Deep Doesn’t Mean Dark

What’s up with this notion of if it’s not dark it’s not deep?
Likewise, people seem to think the bright and happy stuff is automatically surface level.

I’ve noticed this in not only writers, performing artists, and theologians, but also my own friends and family. We don’t “go there” because it’s too dark. Or how can a cheerful dialogue be meaningful?

It’s true. A lot of times, when you dig deep, you’ll find some uncomfortable truths. And sometimes these truths are dark. But dark doesn’t mean deep or vice versa. In fact, if the truth you’ve arrived upon is dark, chances are you simply need to keep digging. Dig past the darkness until you once again arrive at light.

Just look at Dr. Suess as an example. He was one of the greatest artists of all time and he was deep. An average onlooker might mistake his work for being “fluffy” or “frivolous”, but if you look a bit closer, his messages are powerful and timeless. In order to arrive at them, I’m certain he had to wade through some dark waters. But unlike many great artists, he didn’t let the dark waters consume his work. He simply swam deeper.

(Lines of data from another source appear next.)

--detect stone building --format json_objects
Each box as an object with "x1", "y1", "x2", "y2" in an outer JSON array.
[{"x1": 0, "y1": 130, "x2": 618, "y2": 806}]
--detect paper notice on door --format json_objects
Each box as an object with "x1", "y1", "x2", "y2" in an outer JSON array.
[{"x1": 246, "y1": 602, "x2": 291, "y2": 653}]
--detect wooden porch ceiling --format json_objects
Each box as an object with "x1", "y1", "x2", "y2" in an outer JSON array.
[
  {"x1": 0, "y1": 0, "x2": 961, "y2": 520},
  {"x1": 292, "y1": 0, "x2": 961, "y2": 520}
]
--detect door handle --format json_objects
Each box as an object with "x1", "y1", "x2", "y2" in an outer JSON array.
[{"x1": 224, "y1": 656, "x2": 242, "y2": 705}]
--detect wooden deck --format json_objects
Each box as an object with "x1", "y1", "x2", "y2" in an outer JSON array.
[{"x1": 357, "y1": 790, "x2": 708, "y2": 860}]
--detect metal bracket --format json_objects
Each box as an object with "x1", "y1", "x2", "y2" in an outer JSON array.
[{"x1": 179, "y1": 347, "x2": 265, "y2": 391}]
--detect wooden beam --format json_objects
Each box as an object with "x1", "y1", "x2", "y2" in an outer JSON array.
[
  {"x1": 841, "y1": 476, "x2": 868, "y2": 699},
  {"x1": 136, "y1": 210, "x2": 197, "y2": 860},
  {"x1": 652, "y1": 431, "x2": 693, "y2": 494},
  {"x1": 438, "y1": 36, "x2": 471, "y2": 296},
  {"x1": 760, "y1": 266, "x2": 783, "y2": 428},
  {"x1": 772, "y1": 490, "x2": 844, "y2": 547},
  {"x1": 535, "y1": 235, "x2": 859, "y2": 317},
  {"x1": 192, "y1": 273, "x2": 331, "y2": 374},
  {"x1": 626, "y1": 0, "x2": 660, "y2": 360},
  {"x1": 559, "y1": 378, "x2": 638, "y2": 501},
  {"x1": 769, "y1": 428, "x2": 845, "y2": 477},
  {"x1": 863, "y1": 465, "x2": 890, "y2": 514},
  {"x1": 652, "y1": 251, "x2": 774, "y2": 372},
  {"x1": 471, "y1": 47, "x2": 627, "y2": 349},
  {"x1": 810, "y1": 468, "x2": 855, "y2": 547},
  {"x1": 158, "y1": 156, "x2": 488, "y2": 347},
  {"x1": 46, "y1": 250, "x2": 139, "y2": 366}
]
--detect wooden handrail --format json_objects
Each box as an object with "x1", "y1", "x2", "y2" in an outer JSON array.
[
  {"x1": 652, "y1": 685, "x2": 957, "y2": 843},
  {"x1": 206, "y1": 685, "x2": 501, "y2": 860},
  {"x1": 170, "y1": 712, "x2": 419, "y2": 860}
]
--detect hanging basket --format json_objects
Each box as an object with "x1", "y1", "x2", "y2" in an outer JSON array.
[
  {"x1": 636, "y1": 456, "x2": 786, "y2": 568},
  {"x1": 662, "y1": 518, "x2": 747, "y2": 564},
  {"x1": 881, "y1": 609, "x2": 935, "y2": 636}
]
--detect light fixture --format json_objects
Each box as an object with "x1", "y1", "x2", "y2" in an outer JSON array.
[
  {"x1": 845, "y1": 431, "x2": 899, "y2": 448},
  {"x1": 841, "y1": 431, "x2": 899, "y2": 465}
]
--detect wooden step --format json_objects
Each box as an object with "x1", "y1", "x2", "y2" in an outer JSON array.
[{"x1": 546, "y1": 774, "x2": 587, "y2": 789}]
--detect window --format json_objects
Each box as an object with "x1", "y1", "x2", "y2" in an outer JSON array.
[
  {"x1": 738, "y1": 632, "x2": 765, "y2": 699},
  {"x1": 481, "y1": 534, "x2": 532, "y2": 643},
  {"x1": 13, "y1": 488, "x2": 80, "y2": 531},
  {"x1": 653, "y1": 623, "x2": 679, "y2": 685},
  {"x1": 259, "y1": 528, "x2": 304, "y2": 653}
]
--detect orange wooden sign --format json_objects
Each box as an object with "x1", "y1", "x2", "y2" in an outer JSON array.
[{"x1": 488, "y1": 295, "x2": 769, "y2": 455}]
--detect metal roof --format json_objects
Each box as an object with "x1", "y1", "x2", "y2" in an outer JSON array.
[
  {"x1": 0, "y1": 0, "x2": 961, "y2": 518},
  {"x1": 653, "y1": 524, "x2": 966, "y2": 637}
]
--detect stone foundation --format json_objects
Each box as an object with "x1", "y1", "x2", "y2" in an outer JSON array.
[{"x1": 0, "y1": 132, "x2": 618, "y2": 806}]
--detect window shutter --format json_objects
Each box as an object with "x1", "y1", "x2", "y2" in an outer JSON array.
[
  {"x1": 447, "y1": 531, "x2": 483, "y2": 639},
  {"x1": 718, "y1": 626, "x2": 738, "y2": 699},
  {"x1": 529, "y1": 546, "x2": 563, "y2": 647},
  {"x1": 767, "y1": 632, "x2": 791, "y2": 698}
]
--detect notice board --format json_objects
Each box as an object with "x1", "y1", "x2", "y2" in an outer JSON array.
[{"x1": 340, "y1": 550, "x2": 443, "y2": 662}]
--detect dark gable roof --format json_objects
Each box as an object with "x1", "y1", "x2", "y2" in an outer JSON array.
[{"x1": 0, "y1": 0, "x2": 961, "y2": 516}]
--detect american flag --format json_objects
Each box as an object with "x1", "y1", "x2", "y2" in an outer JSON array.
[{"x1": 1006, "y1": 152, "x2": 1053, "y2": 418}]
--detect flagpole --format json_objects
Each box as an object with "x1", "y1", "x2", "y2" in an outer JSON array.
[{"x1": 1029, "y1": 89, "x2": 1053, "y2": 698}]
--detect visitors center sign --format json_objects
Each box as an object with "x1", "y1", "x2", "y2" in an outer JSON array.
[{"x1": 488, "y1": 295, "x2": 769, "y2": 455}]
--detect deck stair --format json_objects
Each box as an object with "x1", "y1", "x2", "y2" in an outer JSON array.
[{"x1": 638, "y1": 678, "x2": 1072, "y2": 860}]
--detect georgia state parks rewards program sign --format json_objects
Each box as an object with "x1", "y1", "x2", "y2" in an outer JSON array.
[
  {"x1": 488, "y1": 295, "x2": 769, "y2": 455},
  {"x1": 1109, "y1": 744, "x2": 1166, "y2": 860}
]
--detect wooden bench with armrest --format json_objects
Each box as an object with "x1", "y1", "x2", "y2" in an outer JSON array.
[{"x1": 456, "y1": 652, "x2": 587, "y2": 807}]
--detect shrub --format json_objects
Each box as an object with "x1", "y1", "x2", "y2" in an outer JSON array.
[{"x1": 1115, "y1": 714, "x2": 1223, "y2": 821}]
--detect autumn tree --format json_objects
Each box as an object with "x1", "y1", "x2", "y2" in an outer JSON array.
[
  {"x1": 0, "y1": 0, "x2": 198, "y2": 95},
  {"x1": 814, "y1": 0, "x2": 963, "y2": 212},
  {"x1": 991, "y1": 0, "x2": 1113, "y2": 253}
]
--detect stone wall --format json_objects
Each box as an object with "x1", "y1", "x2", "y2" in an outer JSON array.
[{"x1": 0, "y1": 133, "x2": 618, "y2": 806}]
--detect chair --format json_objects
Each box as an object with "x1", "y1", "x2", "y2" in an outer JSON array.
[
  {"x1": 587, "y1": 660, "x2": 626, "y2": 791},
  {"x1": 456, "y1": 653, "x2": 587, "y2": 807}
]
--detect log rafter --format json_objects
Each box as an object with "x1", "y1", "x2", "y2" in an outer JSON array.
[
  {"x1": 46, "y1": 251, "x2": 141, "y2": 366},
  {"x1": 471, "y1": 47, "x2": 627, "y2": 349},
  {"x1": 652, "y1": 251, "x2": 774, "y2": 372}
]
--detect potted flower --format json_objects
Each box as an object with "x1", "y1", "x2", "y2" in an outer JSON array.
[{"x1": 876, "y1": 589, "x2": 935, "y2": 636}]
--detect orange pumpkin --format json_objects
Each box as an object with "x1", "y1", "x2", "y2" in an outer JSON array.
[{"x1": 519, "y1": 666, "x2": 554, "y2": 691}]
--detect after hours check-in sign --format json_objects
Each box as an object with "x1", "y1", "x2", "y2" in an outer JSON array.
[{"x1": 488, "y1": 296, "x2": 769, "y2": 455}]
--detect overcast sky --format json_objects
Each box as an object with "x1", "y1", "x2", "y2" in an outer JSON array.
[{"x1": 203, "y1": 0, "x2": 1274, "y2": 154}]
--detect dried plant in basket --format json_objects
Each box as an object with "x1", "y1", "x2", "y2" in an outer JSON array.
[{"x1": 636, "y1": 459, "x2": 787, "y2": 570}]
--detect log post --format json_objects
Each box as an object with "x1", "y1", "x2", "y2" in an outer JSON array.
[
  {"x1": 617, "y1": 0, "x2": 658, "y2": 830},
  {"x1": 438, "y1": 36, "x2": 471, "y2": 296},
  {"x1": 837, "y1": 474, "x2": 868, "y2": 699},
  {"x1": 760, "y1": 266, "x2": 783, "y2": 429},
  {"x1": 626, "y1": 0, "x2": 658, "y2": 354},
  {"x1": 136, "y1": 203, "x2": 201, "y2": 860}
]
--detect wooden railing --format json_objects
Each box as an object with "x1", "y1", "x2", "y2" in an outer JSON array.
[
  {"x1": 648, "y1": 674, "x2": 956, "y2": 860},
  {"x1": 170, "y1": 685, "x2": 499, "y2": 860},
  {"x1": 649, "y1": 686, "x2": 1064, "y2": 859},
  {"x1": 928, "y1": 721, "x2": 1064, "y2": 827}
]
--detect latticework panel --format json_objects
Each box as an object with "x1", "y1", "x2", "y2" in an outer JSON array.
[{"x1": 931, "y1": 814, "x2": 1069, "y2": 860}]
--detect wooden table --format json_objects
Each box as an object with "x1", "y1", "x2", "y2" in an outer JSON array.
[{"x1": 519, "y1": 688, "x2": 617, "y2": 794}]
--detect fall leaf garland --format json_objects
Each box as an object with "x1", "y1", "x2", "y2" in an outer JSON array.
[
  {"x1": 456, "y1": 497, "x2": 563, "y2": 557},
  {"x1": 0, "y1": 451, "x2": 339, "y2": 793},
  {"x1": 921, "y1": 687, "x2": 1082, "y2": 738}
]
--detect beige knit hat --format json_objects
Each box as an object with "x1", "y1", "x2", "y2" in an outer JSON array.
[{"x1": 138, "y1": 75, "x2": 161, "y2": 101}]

I believe that all truths at their core are light. This is because at our core, we are light.

we-are-light

So next time you hear someone say that a piece of self expression isn’t meaningful because it’s not dark and/or deep enough… or if you have a friend or family member who never seems to want to “go there” because “why should we get dark”…. gently remind them that deep doesn’t always mean dark.